Marchini A, Bertoli L V, Bozzi L B, Ciampalini G, Riva S
G Ital Cardiol. 1984 Aug;14(8):565-9.
We have assessed the prognostic significance of ST segment depression in the anterior precordial leads in patients with an acute inferior infarction. Eighty-four patients with ST segment depression greater than or equal to 1 mm in at least 2 chest leads (Group A) and 82 patients without ST depression (Group B), all admitted to the hospital within 24 hours from the onset of an acute inferior myocardial infarction, were evaluated. Patients with an old infarction, those with intraventricular conduction abnormalities or other causes that could modify the ST segment were excluded from the study. The number of patients affected by complications during the hospital stay was significantly higher in group A (54 patients of group A vs 27 of group B, p less than 0,001). Death, left ventricular failure, ventricular arrhythmias were considerably higher in group A. Moreover we observed that the persistence of the ST segment depression for more than 24 hours identified a subgroup of patients with a very strong risk of complications, particularly death and left ventricular failure. The follow up after 3-6 months, however, did not show any significant difference in both groups. In conclusion, from our study it appears that patients with an inferior infarction precordial ST segment depression have a graver prognosis in the acute phase while their mid-term fate does not seem to be influenced by the presence of this electrocardiographic abnormality.

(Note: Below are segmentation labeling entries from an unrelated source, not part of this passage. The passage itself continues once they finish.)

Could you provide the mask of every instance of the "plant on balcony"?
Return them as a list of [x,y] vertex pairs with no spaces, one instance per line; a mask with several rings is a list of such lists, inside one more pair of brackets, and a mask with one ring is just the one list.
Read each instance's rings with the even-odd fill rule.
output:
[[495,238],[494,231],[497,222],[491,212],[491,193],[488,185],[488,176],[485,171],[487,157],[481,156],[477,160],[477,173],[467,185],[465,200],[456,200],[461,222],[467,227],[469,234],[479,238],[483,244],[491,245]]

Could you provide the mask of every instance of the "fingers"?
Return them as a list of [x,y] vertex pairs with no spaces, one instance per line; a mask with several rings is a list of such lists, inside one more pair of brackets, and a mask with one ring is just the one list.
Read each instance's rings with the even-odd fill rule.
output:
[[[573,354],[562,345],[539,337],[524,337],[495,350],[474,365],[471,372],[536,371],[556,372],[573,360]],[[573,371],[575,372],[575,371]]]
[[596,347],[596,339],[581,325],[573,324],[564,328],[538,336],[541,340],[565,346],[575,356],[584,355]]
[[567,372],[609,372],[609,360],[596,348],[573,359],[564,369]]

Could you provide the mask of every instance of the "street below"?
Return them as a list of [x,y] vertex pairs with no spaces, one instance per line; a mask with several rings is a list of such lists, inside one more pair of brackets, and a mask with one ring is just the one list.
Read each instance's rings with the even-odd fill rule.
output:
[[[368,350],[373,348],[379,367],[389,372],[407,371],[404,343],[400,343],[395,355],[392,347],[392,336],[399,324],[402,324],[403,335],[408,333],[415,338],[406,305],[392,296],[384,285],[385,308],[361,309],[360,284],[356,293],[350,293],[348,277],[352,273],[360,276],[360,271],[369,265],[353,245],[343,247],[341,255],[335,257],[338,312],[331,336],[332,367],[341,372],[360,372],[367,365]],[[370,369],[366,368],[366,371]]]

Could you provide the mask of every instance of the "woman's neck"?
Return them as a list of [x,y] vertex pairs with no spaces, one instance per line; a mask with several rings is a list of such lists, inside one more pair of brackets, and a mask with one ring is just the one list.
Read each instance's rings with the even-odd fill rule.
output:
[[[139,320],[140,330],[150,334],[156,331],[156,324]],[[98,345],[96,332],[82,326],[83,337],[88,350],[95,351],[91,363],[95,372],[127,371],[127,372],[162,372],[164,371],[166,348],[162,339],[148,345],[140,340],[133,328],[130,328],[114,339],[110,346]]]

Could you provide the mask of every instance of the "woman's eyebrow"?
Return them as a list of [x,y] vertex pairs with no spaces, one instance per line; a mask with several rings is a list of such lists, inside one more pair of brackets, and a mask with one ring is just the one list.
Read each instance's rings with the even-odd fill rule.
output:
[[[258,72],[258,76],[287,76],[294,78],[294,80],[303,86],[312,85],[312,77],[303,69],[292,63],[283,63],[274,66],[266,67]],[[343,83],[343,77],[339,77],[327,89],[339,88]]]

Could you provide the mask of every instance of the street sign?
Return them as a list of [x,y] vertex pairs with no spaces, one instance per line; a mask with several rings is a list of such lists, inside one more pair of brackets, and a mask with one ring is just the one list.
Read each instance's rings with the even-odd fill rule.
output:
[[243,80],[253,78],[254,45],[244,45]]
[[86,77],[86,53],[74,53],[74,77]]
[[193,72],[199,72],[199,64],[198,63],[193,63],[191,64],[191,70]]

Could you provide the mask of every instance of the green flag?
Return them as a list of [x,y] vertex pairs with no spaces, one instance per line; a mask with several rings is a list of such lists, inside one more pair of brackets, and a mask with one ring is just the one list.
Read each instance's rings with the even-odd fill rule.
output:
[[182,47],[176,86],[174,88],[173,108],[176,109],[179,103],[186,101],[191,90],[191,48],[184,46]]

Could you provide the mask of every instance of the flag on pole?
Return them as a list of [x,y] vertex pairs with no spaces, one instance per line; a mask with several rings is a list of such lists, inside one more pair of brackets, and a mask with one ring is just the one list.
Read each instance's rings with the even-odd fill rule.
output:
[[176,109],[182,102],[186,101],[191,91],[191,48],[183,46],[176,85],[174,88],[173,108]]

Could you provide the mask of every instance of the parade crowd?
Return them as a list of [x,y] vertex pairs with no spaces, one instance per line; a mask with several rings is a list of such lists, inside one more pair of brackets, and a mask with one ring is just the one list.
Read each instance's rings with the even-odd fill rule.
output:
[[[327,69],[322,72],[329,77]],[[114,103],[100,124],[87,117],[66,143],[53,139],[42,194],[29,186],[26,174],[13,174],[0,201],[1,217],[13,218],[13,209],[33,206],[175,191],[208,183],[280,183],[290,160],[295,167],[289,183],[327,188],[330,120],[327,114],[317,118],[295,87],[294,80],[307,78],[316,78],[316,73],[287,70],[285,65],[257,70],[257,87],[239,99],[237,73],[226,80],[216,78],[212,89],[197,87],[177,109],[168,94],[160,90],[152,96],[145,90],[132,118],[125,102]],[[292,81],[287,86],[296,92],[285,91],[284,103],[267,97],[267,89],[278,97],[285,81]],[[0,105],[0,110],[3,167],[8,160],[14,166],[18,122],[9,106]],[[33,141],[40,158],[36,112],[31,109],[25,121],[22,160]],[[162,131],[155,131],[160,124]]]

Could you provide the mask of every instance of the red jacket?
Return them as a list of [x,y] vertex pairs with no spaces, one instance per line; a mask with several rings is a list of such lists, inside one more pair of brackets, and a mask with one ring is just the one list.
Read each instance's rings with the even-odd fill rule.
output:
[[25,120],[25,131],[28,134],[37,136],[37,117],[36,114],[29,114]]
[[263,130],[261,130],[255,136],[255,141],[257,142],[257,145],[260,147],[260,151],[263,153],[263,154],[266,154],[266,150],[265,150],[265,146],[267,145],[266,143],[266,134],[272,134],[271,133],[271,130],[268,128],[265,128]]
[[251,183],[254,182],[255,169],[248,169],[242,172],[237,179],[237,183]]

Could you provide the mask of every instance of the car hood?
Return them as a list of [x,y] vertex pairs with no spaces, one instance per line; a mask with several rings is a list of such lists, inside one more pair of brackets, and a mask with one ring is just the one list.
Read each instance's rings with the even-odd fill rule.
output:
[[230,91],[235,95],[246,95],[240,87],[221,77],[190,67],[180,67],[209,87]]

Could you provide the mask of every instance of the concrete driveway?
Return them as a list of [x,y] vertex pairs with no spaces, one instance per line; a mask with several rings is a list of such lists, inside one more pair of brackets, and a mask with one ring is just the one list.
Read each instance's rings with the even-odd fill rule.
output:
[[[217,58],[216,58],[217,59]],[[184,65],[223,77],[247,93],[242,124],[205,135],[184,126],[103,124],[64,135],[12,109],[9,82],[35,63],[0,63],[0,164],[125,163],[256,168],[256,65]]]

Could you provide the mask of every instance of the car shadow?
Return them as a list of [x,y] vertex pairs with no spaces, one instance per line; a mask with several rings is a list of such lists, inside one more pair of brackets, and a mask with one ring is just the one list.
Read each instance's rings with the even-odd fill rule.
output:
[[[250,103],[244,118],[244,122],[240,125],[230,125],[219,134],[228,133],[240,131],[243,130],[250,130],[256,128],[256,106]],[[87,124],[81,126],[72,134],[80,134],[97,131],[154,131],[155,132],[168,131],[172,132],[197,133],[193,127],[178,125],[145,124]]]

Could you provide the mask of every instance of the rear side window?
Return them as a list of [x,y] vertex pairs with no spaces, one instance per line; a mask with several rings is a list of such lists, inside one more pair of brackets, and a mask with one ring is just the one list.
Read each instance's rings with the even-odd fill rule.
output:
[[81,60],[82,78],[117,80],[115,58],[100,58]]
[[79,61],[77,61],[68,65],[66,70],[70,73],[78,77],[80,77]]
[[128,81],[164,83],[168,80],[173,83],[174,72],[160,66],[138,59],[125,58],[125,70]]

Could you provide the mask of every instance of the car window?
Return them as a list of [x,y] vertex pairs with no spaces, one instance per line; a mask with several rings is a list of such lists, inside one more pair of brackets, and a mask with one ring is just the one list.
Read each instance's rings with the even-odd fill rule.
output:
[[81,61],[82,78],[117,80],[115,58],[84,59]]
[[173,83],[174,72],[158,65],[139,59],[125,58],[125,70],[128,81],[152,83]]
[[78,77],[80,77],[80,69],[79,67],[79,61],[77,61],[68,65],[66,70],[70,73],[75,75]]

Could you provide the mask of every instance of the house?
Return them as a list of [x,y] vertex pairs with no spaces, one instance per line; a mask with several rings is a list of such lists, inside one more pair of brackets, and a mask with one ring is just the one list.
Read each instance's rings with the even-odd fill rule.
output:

我们评估了急性下壁心肌梗死患者胸前导联ST段压低的预后意义。对84例至少2个胸导联ST段压低≥1mm的患者(A组)和82例无ST段压低的患者(B组)进行了评估,所有患者均在急性下壁心肌梗死发病后24小时内入院。研究排除了有陈旧性心肌梗死、室内传导异常或其他可能改变ST段的病因的患者。住院期间A组并发症患者数量显著高于B组(A组54例,B组27例,p<0.001)。A组的死亡、左心室衰竭、室性心律失常发生率明显更高。此外,我们观察到ST段压低持续超过24小时的患者亚组发生并发症的风险非常高,尤其是死亡和左心室衰竭。然而,3至6个月后的随访显示两组之间无任何显著差异。总之,从我们的研究来看,下壁心肌梗死合并胸前导联ST段压低的患者在急性期预后较差,而中期预后似乎不受这种心电图异常的影响。